The U.S. has been the world’s largest oil-producing nation since it surpassed Russia and Saudi Arabia in 2018. Global demand for fossil fuels — oil, natural gas and coal — is predicted to increase until it tops out around 2030, the International Energy Agency predicts.
But Mr. Biden has tried to appease competing interests. He’s got annoyed climate activists who say he’s failed to stop oil and natural gas production on federal lands and in waters. He’s also got average Americans who are frustrated with stubbornly high prices at the pump.
Mr. Biden and his top officials have prodded Big Oil to produce more to lower prices while at the same time promoting restrictive policies.
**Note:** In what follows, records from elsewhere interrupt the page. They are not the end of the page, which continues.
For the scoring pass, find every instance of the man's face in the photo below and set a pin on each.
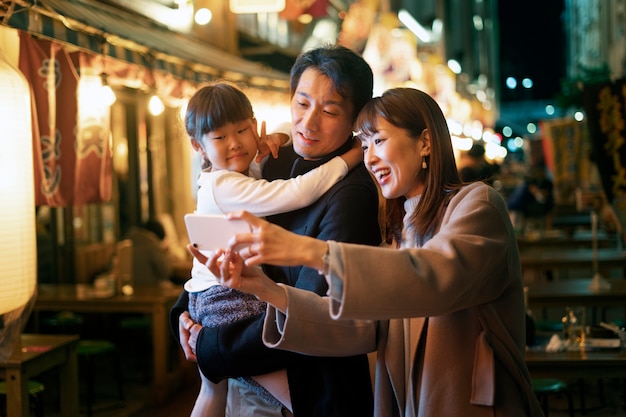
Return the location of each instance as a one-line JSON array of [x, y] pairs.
[[321, 118]]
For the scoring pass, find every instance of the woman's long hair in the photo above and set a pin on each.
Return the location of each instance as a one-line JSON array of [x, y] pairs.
[[413, 110]]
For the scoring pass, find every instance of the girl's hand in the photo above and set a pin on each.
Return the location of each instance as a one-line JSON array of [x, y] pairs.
[[354, 156], [230, 268], [269, 143], [271, 244], [188, 335]]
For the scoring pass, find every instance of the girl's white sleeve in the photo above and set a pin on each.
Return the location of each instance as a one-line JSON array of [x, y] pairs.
[[233, 191]]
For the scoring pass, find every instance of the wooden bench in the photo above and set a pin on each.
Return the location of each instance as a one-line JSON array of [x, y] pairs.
[[92, 259]]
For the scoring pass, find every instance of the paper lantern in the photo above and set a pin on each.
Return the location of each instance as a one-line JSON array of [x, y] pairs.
[[18, 242]]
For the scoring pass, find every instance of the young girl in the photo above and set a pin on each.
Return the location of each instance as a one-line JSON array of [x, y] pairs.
[[221, 125]]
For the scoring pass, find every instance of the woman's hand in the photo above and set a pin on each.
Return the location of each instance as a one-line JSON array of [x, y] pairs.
[[271, 244], [232, 272]]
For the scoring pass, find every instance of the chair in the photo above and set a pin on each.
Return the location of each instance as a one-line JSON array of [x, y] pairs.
[[543, 387], [88, 352], [35, 391]]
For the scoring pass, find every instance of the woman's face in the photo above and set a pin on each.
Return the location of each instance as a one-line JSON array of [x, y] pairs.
[[395, 159], [231, 147], [321, 118]]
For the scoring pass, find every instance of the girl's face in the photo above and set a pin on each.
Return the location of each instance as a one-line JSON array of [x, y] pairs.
[[395, 159], [231, 147]]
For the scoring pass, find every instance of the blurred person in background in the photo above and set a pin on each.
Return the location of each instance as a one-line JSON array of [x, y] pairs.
[[474, 166], [531, 202], [152, 263]]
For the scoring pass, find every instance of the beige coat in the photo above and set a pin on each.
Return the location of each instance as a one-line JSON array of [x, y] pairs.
[[462, 352]]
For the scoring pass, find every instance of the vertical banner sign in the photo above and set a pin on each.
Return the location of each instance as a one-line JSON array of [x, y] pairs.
[[605, 105], [72, 156], [53, 80], [93, 139], [566, 151]]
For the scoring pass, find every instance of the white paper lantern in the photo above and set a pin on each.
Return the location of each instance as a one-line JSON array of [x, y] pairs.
[[18, 243]]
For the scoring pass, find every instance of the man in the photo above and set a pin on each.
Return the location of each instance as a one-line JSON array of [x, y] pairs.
[[329, 86]]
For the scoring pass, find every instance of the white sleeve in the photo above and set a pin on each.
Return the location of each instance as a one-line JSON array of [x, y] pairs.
[[233, 191]]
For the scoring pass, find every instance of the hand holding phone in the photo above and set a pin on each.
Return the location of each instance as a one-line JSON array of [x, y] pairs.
[[213, 231]]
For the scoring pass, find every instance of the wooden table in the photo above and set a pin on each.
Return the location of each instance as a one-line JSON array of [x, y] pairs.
[[572, 292], [153, 301], [40, 353], [550, 239], [576, 292], [564, 259], [577, 364]]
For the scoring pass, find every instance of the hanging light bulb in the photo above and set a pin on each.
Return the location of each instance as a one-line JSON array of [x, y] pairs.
[[155, 105], [107, 94]]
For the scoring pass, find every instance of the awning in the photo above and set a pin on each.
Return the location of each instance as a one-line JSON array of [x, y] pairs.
[[133, 38]]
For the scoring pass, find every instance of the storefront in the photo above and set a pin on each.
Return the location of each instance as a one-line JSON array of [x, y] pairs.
[[101, 168]]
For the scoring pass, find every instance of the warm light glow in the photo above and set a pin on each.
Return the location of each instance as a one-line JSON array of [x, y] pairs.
[[18, 245], [455, 66], [108, 95], [156, 106], [256, 6], [414, 26], [203, 16]]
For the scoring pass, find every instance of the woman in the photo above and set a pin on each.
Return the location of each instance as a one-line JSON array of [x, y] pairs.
[[447, 295]]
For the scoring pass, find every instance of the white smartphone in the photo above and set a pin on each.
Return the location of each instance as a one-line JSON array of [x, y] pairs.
[[213, 231]]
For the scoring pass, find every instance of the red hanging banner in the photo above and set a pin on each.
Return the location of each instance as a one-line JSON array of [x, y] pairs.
[[72, 160]]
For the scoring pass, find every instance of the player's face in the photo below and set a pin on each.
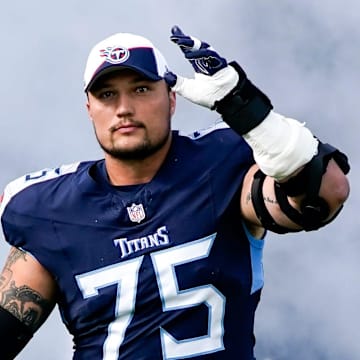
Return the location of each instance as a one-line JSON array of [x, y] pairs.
[[131, 114]]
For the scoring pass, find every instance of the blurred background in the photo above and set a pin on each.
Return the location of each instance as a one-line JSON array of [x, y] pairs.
[[303, 54]]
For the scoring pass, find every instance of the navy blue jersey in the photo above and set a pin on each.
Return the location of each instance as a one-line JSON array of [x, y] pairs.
[[163, 270]]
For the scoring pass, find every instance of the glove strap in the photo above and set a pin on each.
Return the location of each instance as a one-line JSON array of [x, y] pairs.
[[245, 107]]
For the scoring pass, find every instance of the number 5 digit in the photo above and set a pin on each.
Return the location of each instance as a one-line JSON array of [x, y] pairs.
[[172, 298]]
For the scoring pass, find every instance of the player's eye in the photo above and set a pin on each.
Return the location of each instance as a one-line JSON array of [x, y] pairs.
[[106, 94]]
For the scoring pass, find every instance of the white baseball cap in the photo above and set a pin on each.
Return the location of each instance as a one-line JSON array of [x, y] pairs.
[[124, 50]]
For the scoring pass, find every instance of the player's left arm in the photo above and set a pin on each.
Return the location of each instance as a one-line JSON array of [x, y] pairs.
[[298, 181]]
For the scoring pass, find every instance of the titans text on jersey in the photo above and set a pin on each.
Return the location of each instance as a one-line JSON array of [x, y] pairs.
[[162, 270]]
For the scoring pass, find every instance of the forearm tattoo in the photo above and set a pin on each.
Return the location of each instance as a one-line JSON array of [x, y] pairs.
[[23, 302]]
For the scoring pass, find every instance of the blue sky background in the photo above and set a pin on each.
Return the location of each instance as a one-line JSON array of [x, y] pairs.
[[304, 54]]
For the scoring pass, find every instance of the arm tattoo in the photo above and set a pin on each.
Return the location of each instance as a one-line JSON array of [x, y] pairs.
[[23, 302], [26, 304]]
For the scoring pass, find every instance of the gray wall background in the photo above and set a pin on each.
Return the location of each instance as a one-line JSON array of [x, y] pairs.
[[303, 54]]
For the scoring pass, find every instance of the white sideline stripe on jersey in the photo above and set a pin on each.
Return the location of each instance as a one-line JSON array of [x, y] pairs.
[[21, 183], [201, 133]]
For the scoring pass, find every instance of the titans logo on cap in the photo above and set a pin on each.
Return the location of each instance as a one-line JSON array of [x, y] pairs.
[[115, 55]]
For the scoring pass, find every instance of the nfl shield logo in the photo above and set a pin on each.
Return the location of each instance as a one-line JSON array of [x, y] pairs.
[[136, 212]]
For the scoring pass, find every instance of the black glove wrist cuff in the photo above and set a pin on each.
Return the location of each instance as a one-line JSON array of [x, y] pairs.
[[245, 107]]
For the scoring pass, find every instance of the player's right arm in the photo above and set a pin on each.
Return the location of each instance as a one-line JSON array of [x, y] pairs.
[[27, 297]]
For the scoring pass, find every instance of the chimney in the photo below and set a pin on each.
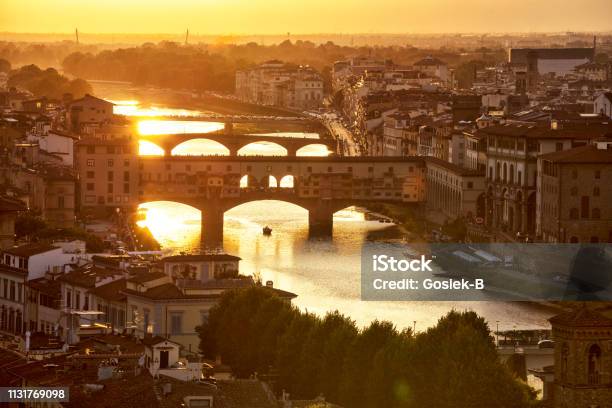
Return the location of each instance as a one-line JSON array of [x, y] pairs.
[[27, 344]]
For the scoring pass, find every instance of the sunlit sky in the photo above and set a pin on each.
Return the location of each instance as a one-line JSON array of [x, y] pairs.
[[303, 16]]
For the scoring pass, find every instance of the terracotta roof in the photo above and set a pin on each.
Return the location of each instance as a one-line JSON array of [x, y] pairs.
[[460, 171], [200, 258], [582, 317], [86, 276], [429, 61], [127, 392], [13, 271], [28, 250], [146, 277], [92, 98], [581, 154], [539, 132], [161, 292], [153, 340], [11, 204], [110, 291], [48, 287]]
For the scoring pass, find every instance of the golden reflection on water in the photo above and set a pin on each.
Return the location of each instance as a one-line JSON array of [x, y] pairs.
[[171, 127], [135, 108]]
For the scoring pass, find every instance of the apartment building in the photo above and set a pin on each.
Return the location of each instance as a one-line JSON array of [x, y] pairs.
[[108, 173], [575, 200], [282, 85]]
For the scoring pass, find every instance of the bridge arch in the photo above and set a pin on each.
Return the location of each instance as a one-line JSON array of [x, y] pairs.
[[148, 148], [313, 150], [287, 181], [201, 146], [262, 148]]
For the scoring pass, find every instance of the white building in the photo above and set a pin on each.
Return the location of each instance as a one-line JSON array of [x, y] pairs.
[[60, 144], [275, 83], [603, 104]]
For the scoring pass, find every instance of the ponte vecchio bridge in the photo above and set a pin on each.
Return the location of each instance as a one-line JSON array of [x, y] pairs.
[[321, 185], [234, 142]]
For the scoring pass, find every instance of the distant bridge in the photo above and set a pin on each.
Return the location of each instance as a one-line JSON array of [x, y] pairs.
[[321, 185], [234, 142]]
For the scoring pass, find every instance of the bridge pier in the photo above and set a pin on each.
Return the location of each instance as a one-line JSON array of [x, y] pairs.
[[212, 226], [321, 220]]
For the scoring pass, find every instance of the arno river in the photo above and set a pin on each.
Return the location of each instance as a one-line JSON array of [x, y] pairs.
[[324, 273]]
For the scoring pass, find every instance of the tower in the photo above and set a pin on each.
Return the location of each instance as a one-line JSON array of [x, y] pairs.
[[583, 359]]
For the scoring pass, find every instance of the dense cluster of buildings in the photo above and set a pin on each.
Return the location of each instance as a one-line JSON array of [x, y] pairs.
[[282, 85], [495, 152]]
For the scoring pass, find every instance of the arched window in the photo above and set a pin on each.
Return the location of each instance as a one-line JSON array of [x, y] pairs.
[[564, 361], [594, 364], [574, 214]]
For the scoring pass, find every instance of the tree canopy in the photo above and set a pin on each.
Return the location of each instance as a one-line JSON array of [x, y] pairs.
[[452, 364], [48, 82]]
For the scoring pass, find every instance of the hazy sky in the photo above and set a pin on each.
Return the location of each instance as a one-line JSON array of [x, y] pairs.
[[304, 16]]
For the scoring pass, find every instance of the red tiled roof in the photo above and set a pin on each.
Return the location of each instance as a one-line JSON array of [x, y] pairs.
[[111, 291], [539, 132], [581, 154], [11, 204], [582, 317], [28, 250], [200, 258]]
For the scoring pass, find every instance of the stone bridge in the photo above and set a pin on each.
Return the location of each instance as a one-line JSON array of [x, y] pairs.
[[321, 185], [235, 142]]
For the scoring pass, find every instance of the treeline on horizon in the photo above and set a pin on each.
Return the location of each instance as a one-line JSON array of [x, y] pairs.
[[453, 364], [212, 67], [47, 82]]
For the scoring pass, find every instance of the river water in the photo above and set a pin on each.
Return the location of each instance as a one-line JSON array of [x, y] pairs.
[[324, 273]]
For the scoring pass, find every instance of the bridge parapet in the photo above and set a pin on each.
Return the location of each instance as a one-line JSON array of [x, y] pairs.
[[235, 142]]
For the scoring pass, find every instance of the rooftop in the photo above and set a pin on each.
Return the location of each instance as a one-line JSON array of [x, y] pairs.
[[582, 317], [582, 154], [28, 250], [201, 258]]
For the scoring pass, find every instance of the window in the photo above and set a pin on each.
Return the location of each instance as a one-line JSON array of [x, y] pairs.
[[176, 321], [584, 207], [594, 364]]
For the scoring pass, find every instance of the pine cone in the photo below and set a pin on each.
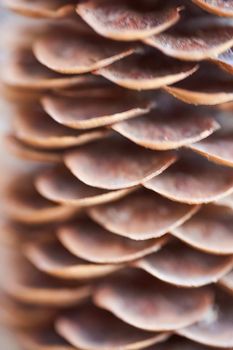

“The regulatory inconsistencies this administration has caused will create long-term damage,” Mr. Maisano said. “Across the board — oil and gas and renewables — all want policy certainty. They need policy certainty. It’s essential for them to have a long-term plan.”
The national average gasoline price stood at $3.84 per gallon as of Tuesday, according to AAA. That’s 12 cents higher than a year ago. Oil markets ticked higher and sat around $90 per barrel, roughly the same price as one year ago. The U.S. EIA expects higher oil prices through the remainder of the year — an average of $93 per barrel for Brent crude, the global benchmark — as a result of declining global inventories.
Recent elevated gasoline costs have been caused by higher crude oil prices, increased global demand, production cuts in the Middle East and heat waves limiting domestic refining capacity. Global oil demand in August was at 101.4 million barrels per day, slightly outpacing supply at 100.8 million barrels, according to the EIA.
Republicans have sought to draw a connection between the high prices and Mr. Biden’s latest anti-drilling policies in Alaska, underscoring the political challenges for the incumbent Democrat seeking reelection next year.
“Washington Democrats opened a new front in their war on affordable and abundant American energy,” said Senate Minority Leader Mitch McConnell, Kentucky Republican. “The president calls this move a necessary step to meet the urgency of the climate crisis, but any serious observer would call it bad news for families trying to make ends meet.”
About 15% of U.S. crude oil in 2021 was produced in federal waters of the Gulf of Mexico, according to the EIA. The American Petroleum Institute, the industry’s leading lobbying group, estimated that federal lands and waters provided roughly 24% of total U.S. oil production.
Republican presidential candidates say they would “unleash American energy” — a popular phrase among conservatives who criticize Mr. Biden’s climate policies — by allowing more drilling on federal lands and waters combined with slashing environmental permitting regulations that can delay new energy projects for years.
There are signs that relief at the pump could be on the horizon for drivers.
The busy summer driving season is over, and stations will begin switching to a cheaper winter blend of gasoline starting this weekend.
GasBuddy, the fuel-monitoring app, estimates that between decreased demand and the winter blend, prices at the pump will fall by 10 to 30 cents per gallon by late November.
But a single major hurricane could send regional prices soaring if refineries are knocked offline.
Georgia Gov. Brian Kemp issued an executive order Tuesday to halt the Peach State’s 31-cents-per-gallon gas tax starting Wednesday and lasting through Oct. 12. The move is reminiscent of gas tax breaks that Georgia and several other states implemented in the summer of 2022 when average prices reached a record $5 per gallon.